Сокольский медленно поднял голову. Положил в тарелку баранью косточку, которую грыз, так осторожно, точно она была хрустальная. Лицо Василия Ефимовича побелело, губы задрожали, и главный геолог так крепко сжал их, что они превратились в узенькую белую полоску.
– Мальчишка, – презрительно выдавил он. – Несостоявшийся вундеркинд.
Но Шахов уже не слышал его.
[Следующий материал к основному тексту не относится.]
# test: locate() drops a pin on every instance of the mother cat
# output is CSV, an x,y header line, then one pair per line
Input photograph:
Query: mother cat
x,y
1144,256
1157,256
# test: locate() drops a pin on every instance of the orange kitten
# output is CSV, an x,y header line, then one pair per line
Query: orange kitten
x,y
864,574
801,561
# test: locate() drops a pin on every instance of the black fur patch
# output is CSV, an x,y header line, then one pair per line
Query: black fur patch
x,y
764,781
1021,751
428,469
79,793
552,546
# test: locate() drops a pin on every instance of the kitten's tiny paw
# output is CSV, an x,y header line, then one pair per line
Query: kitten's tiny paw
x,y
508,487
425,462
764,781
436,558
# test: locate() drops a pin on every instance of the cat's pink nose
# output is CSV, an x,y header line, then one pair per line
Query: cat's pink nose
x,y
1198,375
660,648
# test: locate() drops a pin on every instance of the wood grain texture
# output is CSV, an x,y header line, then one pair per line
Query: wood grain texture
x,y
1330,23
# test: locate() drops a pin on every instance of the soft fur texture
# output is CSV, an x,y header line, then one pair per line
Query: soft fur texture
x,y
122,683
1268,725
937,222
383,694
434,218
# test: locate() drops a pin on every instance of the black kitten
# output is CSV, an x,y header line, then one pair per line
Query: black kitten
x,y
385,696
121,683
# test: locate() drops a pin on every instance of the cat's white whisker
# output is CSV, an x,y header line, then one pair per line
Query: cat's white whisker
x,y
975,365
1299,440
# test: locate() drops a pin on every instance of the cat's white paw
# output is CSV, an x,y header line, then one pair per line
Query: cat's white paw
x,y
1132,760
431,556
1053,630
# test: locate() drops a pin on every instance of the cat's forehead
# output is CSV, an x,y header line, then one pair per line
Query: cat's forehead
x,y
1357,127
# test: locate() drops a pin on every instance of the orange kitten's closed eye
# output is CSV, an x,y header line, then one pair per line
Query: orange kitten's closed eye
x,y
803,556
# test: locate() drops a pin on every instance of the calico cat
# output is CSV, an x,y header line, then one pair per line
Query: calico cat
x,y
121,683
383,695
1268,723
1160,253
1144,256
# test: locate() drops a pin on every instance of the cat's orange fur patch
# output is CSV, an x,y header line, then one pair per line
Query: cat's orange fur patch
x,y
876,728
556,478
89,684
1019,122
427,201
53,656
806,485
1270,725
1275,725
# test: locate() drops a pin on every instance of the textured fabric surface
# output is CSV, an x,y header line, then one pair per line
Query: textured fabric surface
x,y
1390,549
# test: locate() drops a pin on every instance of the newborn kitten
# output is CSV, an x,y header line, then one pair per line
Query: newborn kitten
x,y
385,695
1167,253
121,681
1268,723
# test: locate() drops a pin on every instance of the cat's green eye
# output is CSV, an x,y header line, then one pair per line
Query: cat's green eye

Он, обычно сутуловатый, торопливо шел к двери, расправив плечи, и девочки-продавщицы провожали его исподтишка взглядами – таким гордым, уверенным в себе казался он им.
Взбешенный Андрей стремительно шел по улице, не замечая прохожих, а перед глазами все время стояло лицо главного геолога, то насмешливое, то равнодушное, то откровенно скучающее, но ни разу – искренне доброе или сочувствующее. Вид Сокольского даже заслонил, оттеснил на время картину, которая весь день преследовала Андрея, заставляя то краснеть от унижения, то сжимала от стыда и обиды сердце – картину защиты диплома. Но сейчас каким-то непостижимым образом воспоминание о защите вновь всплыло в памяти, соединившись с образом главного геолога, и голос Муханова, внешне бесстрастный, зачитывающий решение комиссии, оказался принадлежащим теперь Василию Ефимовичу, и виновато-стыдливые глаза руководителя вдруг стали наглыми и бесцеремонными и оказались тоже принадлежащими главному геологу, который очутился, неизвестно каким образом, на месте Олега Евгеньевича; и равнодушный, толстый председатель ГЭКа профессор Парсунов – тоже уже и не Парсунов вовсе, а Сокольский, и вся комиссия – сплошные Сокольские…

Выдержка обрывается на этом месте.